The road to rehab was long but Powter attacked it with energy and thoroughness, into physio Colin Lane (who he references as a constant help in this process) pretty much every day for months on end. Stages of repetitive exercises followed by scans followed by another stage of recovery and repeat. Back into running, back to changing direction and always aware that the only real test of healing an injury like this is sprinting on it.

Powter finally got back togged out for a run in a challenge game against Roscommon before the Munster final in early June. Felt a little twinge in the warm-up but between over-eagerness to play and not quite knowing if it was just a natural reaction to his first game back, he said nothing.

Played well for 20 minutes, went to kick a ball (just like v Tipp) and as he took off, got that same heartbreaking feeling something had gone wrong. The results of the scan showed a small bleed on the site of the previous injury and when it was put to Powter that the proper option here was to write the year off and do the recovery again, he simply broke down in tears.

“It was just the thought of all the work done being lost and having to do it all again you know. To come so close, to get back on the field and then lose it all. Eanna Falvey said it was the best chance of getting it right for my career.

“That was the toughest time and those were the toughest days really. Working in the gym, looking at the lads train outside, just really wanting to be out there. It was frustrating.”

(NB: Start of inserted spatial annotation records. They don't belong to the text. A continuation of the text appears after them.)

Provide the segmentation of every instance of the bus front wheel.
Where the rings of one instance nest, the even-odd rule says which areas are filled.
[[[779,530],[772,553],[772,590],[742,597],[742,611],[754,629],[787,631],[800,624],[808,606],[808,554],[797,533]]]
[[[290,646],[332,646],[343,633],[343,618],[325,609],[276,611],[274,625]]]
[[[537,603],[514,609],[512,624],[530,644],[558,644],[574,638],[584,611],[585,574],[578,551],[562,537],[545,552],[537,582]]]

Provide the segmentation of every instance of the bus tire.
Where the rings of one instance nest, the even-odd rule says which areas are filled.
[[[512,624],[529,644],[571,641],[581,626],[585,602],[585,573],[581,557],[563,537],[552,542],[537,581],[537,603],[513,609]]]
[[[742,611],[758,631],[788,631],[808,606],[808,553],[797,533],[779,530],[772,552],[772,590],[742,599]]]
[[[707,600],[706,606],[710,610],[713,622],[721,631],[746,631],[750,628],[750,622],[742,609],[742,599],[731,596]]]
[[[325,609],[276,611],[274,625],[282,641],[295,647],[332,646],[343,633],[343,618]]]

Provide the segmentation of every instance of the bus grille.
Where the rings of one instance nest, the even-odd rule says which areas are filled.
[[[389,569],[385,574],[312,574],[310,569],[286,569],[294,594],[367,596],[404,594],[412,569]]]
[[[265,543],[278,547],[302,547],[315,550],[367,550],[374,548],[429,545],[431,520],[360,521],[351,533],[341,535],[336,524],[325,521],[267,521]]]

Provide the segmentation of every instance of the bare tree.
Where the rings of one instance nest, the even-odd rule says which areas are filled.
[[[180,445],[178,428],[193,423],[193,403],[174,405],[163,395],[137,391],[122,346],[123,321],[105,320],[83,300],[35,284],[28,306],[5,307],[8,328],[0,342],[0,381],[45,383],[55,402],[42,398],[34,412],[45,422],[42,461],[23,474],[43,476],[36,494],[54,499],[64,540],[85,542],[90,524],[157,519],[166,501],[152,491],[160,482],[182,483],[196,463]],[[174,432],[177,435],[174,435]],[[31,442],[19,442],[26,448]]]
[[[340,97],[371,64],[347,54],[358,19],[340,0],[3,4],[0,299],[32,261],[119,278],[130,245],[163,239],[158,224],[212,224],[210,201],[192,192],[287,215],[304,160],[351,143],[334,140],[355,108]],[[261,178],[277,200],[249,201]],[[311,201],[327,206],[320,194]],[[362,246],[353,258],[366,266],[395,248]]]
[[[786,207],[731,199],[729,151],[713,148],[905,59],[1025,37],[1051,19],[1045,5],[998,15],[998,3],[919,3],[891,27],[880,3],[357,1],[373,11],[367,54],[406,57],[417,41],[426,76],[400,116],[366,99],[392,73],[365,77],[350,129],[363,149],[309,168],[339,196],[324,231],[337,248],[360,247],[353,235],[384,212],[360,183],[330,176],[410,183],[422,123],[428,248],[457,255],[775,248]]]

Douglas' Sean Powter has words of advice for Conor Russell. Picture: Eddie O'Hare
Douglas' Sean Powter has words of advice for Conor Russell. Picture: Eddie O'Hare

It started again for scratch. Aidan Kelleher refers to the boring grind of stretches and simple bridges but tells of the player’s “incredible professionalism” in doing everything necessary and more – the problem basically was holding him back from doing too much, to the point that where a lot of players might have switched off, Powter became so focused on diet and doing the right thing he actually reduced his body fat in the time off.

He didn’t miss a game or a training session and was as frustrated at the performance against Tyrone as anyone else supporting Cork; his dad had to walk away during the game and let him alone. He’s plagued strength and conditioning coach Adam Doyle for ideas and work he could be doing throughout the time off – “I’d say I’ve driven him mad, when he sees my number coming up on the phone he must think, oh no not Powter again!”

He’s in the gym as we speak and at stage three of recovery is doing maybe an hour and a half of the basics each day with Colin Lane. He’s not running yet but there’s a hope he might be back to play some part with Douglas seniors or U21 if their year stretches out.

It hasn’t all been wasted time. Studies got a look-in. He’s helping out with Douglas minors.

Standing on the sidelines might have been frustrating but he picked up little bits on movement of other forwards, what foot people like to turn onto, those small kinds of details. Mostly he just wants to be back playing football.

“I was out around the county doing Cúl Camps and all the kids were like, ‘oh do you know Patrick Horgan or Mark Coleman?’ They all want to be hurlers.

Sean Powter playing U21 hurling for Douglas. Picture: Jim Coughlan
Sean Powter playing U21 hurling for Douglas. Picture: Jim Coughlan

“It’s a motivation for Cork football, to get it back to where it should be. I love playing football, I love playing for Cork.

“I just want to get back on the field and go about setting things right again.”

You can feel the hunger to make up for time lost. It can’t come soon enough for us all.